How to Set a Number of Pages to Recognize
Sometimes recognizing entire documents isn't necessary: recognizing the first several pages is enough for indexing the document and adding it to the database.
Recognizing documents only partially can significantly reduce processing time and save pages in your license. A user can check if all the required data has been recognized during the verification stage and select additional pages for recognition if this is not the case. The number of pages available in your license will only decrement by the number of pages that were recognized.
Important! You can only select specific pages for recognition if the following conditions are met:
- Documents in the same job are processed and separated individually (the Create one document for each file in job option on the 3. Document Separation tab of the Workflow Properties dialog must be enabled).
- Data is only exported to text formats such as TXT and HTML. PDF is not treated as a text format.
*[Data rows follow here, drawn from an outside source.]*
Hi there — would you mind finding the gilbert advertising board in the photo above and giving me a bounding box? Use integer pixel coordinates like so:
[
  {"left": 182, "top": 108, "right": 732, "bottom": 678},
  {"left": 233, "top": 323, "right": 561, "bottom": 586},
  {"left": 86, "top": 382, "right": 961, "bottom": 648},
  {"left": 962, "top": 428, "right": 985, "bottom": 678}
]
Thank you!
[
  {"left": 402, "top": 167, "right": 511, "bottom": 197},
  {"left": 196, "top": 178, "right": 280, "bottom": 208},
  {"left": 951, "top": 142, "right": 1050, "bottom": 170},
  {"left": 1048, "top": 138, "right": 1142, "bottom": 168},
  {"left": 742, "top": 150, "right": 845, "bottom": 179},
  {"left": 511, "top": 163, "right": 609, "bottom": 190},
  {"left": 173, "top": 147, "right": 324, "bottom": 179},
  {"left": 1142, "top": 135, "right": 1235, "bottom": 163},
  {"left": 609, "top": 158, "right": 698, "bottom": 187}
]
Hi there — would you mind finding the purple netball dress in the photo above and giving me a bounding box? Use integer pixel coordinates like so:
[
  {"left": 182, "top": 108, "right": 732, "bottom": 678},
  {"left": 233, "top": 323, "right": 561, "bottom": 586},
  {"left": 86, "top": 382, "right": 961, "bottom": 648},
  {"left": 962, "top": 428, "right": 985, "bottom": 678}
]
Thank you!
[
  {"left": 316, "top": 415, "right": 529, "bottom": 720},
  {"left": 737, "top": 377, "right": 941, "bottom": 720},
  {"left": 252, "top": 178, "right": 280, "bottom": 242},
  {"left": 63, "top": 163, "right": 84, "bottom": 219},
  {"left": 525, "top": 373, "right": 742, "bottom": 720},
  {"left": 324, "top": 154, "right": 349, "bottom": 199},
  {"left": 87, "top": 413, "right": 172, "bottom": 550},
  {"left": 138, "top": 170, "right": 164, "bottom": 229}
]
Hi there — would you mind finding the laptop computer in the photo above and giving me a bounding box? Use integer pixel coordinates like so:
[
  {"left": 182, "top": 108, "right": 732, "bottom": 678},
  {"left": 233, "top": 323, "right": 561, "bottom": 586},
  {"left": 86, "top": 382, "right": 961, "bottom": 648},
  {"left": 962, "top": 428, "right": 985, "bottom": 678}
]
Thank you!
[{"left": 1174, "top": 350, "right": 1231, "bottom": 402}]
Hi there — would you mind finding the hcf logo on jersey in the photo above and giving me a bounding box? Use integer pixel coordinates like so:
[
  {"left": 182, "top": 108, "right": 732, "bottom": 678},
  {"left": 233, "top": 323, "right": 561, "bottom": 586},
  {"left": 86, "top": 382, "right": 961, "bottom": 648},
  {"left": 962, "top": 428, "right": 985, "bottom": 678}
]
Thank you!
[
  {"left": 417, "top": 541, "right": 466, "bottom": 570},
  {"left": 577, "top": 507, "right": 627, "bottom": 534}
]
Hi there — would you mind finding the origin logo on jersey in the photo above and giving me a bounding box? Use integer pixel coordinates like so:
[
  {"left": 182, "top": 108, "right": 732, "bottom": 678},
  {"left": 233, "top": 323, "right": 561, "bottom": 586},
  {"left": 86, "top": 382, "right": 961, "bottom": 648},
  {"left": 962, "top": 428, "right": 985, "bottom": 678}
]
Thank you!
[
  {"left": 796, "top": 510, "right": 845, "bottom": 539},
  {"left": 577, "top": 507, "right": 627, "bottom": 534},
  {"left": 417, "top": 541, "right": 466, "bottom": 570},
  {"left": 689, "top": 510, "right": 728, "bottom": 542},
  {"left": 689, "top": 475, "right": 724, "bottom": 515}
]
If other options are selected, all pages in documents will be recognized and notifications about this fact will appear in the Job Log (the notifications will contain the following message: Process first pages setting is not compatible with any document separation method except "Create one document for each file in job").
To set up partial recognition of documents using an XML ticket, complete the following steps.
- Create an XML ticket that contains the following information:
- Specify how many pages at the beginning of the document you want to process in the PageNumToRecognizeForSingleInputFile attribute of the <XmlTicket> element. Keep in mind that documents may start with a title page and a table of contents, so the first few pages of a document sometimes do not contain any useful information.
- Specify the name of the file you want to recognize in the Name attribute of the <InputFile> element. If you want to partially process two or more documents, create a list that contains their names.
Example of an XML ticket:
<InputFile Name="50.pdf" />
<InputFile Name="100.tif" />
This XML ticket tells ABBYY FineReader Server to recognize the first three pages in each file.
- Place the XML ticket in the Input folder used in the current workflow.
- Place image files in the Input folder used in the current workflow. If the workflow is running, the program will begin recognizing the images automatically.